What is glycerol made from?
Vegetable glycerin, also known as Glycerol or Glycerine, is a clear liquid derived from soybean, coconut, or palm oils. It is odorless and sweet tasting with a syrup-like consistency. Glycerin from vegetables is commonly used in the cosmetic industry but has several other uses as well.
What is an example of glycerol?
Glycerol is essential sugar alcohol for many living things. The first reason is that it is a component of lipids, such as glycerides and phospholipids. Glycerol, together with fatty acids, forms glycerides that can be used as an energy source. For instance, triglycerides are an important component of animal fats and vegetable oils.
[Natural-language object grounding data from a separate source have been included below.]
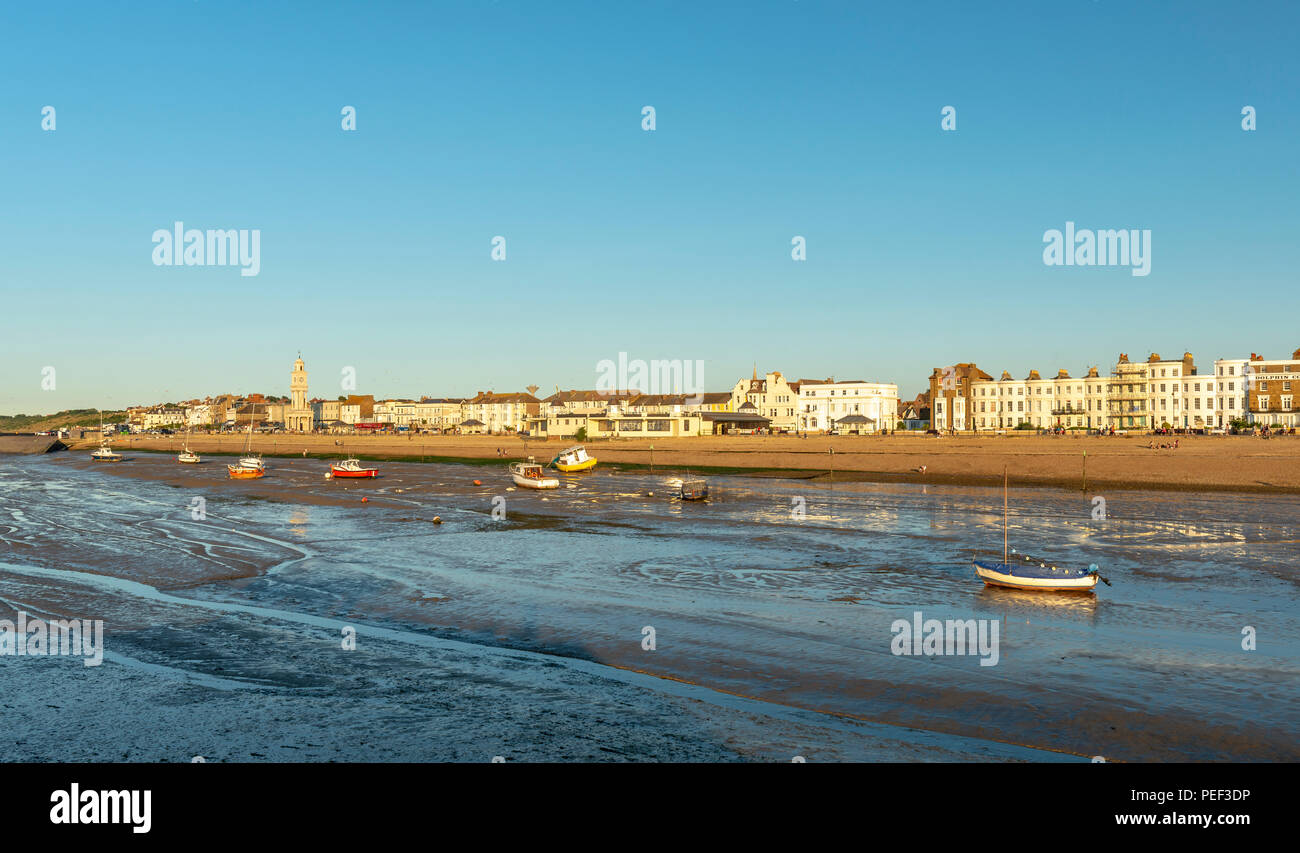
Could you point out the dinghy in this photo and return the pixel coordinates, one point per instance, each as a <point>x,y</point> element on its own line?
<point>1030,574</point>
<point>573,459</point>
<point>352,468</point>
<point>529,475</point>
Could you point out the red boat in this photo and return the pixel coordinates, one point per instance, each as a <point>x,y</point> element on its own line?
<point>351,468</point>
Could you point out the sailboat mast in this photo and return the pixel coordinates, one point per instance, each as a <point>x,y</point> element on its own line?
<point>1004,515</point>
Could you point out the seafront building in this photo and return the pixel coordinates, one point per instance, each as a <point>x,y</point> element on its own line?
<point>846,406</point>
<point>772,397</point>
<point>1134,395</point>
<point>298,418</point>
<point>1272,385</point>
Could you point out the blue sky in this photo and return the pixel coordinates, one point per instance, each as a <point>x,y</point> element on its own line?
<point>524,120</point>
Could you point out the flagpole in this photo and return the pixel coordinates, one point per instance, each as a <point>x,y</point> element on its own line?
<point>1004,515</point>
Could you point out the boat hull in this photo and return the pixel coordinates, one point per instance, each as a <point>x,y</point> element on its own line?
<point>586,464</point>
<point>528,483</point>
<point>997,576</point>
<point>354,475</point>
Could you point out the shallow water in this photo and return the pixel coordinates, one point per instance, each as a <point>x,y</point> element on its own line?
<point>772,628</point>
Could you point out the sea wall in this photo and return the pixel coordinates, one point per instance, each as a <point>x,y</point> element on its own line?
<point>30,444</point>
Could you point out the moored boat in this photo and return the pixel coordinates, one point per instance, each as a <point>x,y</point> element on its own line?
<point>573,459</point>
<point>693,489</point>
<point>104,453</point>
<point>1035,575</point>
<point>250,462</point>
<point>351,468</point>
<point>529,475</point>
<point>1031,574</point>
<point>187,455</point>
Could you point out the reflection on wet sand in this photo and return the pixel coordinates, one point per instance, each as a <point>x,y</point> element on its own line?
<point>788,609</point>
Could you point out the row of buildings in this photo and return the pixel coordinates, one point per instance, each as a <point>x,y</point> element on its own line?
<point>1132,395</point>
<point>753,405</point>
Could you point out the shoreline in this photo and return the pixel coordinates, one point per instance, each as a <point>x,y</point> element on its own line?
<point>1230,464</point>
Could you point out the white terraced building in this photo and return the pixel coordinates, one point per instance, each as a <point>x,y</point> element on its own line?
<point>823,405</point>
<point>1136,395</point>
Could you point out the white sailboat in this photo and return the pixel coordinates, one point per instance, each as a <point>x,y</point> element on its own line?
<point>187,455</point>
<point>1027,572</point>
<point>250,463</point>
<point>104,453</point>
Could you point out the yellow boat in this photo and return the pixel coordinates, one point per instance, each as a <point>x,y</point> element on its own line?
<point>573,459</point>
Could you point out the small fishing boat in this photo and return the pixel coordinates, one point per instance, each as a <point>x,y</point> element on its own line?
<point>351,467</point>
<point>187,455</point>
<point>250,460</point>
<point>529,475</point>
<point>1031,574</point>
<point>693,489</point>
<point>104,453</point>
<point>573,459</point>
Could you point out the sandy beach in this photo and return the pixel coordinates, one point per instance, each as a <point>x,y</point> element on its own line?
<point>1200,463</point>
<point>524,635</point>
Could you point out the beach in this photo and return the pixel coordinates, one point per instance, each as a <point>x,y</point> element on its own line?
<point>1223,463</point>
<point>523,635</point>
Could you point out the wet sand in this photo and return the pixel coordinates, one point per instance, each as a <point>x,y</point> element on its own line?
<point>1223,463</point>
<point>761,618</point>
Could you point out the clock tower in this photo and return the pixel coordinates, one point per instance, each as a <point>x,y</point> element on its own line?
<point>299,418</point>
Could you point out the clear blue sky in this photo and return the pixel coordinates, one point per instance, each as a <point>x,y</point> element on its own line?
<point>520,118</point>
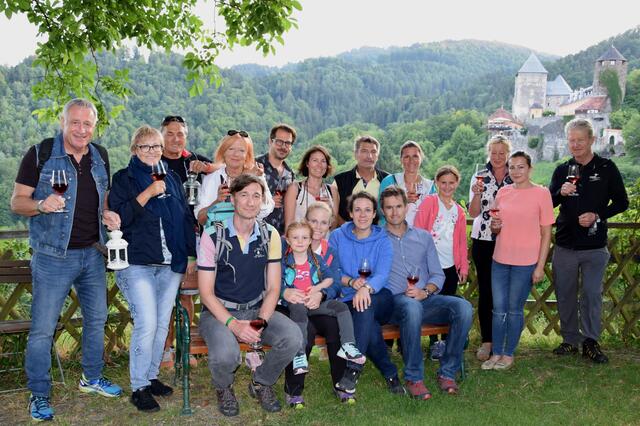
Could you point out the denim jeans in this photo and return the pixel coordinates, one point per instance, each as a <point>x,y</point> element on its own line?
<point>52,279</point>
<point>150,292</point>
<point>367,328</point>
<point>410,314</point>
<point>510,286</point>
<point>282,334</point>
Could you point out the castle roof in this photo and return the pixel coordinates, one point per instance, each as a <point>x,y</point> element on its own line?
<point>533,66</point>
<point>612,55</point>
<point>558,87</point>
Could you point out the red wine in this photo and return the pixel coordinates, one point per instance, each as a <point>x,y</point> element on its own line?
<point>257,324</point>
<point>59,188</point>
<point>412,280</point>
<point>364,273</point>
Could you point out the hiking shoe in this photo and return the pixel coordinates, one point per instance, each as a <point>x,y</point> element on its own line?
<point>160,389</point>
<point>296,402</point>
<point>40,408</point>
<point>101,386</point>
<point>591,349</point>
<point>227,402</point>
<point>349,380</point>
<point>395,386</point>
<point>417,390</point>
<point>448,385</point>
<point>437,350</point>
<point>345,397</point>
<point>143,400</point>
<point>565,349</point>
<point>300,364</point>
<point>265,395</point>
<point>350,352</point>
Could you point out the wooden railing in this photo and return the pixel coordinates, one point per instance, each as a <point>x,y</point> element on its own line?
<point>621,309</point>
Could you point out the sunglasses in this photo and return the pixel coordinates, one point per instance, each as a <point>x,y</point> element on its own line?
<point>236,132</point>
<point>173,118</point>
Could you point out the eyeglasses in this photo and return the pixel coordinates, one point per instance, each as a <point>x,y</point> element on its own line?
<point>173,118</point>
<point>280,142</point>
<point>148,148</point>
<point>242,133</point>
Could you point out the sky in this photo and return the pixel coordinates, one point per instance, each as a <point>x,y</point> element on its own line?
<point>330,27</point>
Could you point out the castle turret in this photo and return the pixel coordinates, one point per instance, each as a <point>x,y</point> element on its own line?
<point>531,87</point>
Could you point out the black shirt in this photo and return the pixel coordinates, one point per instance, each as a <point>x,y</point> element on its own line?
<point>601,191</point>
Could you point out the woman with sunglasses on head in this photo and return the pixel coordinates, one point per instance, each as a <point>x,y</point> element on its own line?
<point>157,223</point>
<point>235,153</point>
<point>314,166</point>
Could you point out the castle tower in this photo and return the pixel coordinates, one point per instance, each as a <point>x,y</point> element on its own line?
<point>611,59</point>
<point>531,87</point>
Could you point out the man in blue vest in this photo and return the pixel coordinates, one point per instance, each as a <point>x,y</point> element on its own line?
<point>64,232</point>
<point>239,276</point>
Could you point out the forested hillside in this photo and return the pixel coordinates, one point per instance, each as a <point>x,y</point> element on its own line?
<point>437,94</point>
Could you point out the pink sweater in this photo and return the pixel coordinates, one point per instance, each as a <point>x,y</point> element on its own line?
<point>426,215</point>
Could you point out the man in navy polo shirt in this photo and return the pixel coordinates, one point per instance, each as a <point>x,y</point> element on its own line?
<point>239,284</point>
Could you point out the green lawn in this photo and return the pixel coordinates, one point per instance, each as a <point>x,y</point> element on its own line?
<point>540,389</point>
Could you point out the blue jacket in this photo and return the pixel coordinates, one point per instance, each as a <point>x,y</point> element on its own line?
<point>50,233</point>
<point>141,228</point>
<point>376,248</point>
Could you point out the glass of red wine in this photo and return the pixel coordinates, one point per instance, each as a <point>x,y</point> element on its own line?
<point>413,276</point>
<point>364,270</point>
<point>573,176</point>
<point>59,184</point>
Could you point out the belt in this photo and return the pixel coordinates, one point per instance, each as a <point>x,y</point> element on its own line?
<point>241,306</point>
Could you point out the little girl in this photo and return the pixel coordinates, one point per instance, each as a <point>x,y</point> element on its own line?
<point>308,273</point>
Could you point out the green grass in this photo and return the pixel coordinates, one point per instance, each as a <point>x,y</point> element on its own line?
<point>540,389</point>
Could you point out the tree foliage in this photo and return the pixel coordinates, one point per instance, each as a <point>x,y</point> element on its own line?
<point>77,31</point>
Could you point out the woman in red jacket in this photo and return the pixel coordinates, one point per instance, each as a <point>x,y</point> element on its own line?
<point>446,221</point>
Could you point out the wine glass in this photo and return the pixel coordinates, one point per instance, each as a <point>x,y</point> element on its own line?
<point>413,276</point>
<point>159,172</point>
<point>573,176</point>
<point>364,270</point>
<point>59,184</point>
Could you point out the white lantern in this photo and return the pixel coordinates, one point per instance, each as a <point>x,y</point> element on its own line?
<point>117,249</point>
<point>192,189</point>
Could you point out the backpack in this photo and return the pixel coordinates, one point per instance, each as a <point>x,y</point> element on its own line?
<point>44,153</point>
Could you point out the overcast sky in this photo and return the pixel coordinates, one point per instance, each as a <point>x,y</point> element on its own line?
<point>329,27</point>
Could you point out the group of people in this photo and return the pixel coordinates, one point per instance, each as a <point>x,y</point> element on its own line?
<point>280,260</point>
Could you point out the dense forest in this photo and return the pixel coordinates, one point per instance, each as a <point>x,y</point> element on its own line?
<point>438,94</point>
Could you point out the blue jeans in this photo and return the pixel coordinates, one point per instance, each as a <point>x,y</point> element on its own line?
<point>52,279</point>
<point>150,292</point>
<point>367,329</point>
<point>510,286</point>
<point>410,314</point>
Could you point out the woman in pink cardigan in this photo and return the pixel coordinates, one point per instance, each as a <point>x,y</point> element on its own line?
<point>445,220</point>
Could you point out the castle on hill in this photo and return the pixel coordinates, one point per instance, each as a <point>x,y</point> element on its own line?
<point>541,107</point>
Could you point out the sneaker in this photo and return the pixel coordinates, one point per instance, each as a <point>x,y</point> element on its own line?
<point>565,349</point>
<point>345,397</point>
<point>349,352</point>
<point>227,402</point>
<point>265,395</point>
<point>437,350</point>
<point>448,385</point>
<point>40,408</point>
<point>591,349</point>
<point>300,364</point>
<point>417,390</point>
<point>101,386</point>
<point>160,389</point>
<point>349,380</point>
<point>395,386</point>
<point>295,402</point>
<point>143,400</point>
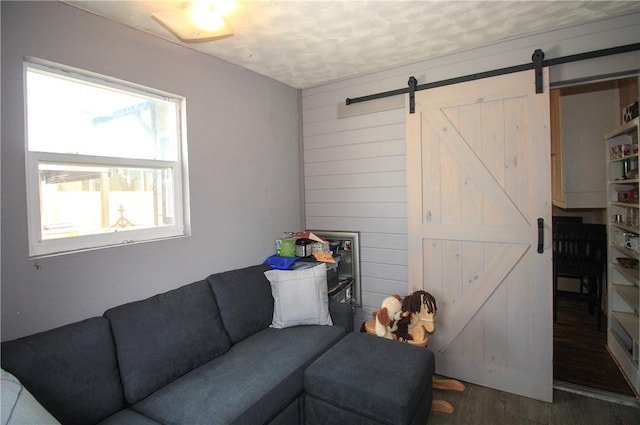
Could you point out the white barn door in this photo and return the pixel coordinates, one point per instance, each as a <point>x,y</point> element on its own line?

Are glycerol and glycerine the same?
The commercial name for glycerol is glycerin, which contains 95% glycerol. Glycerol and glycerin have the same chemical formula, but their nomenclature is different. In the cosmetics industry, glycerin is the most widely used product after fragrances and water.
What products contain glycerol?
It is used in allergy immunotherapies, cough syrups, elixirs and expectorants, toothpaste, mouthwashes, skin care products, shaving cream, hair care products, soaps, and water-based personal lubricants. A tablet-holding agent, glycerol is used in solid dosage forms such as tablets.
Where does glycerol come from in the body?
The liver is thought to be the main site of glycerol uptake and fatty acid reesterification.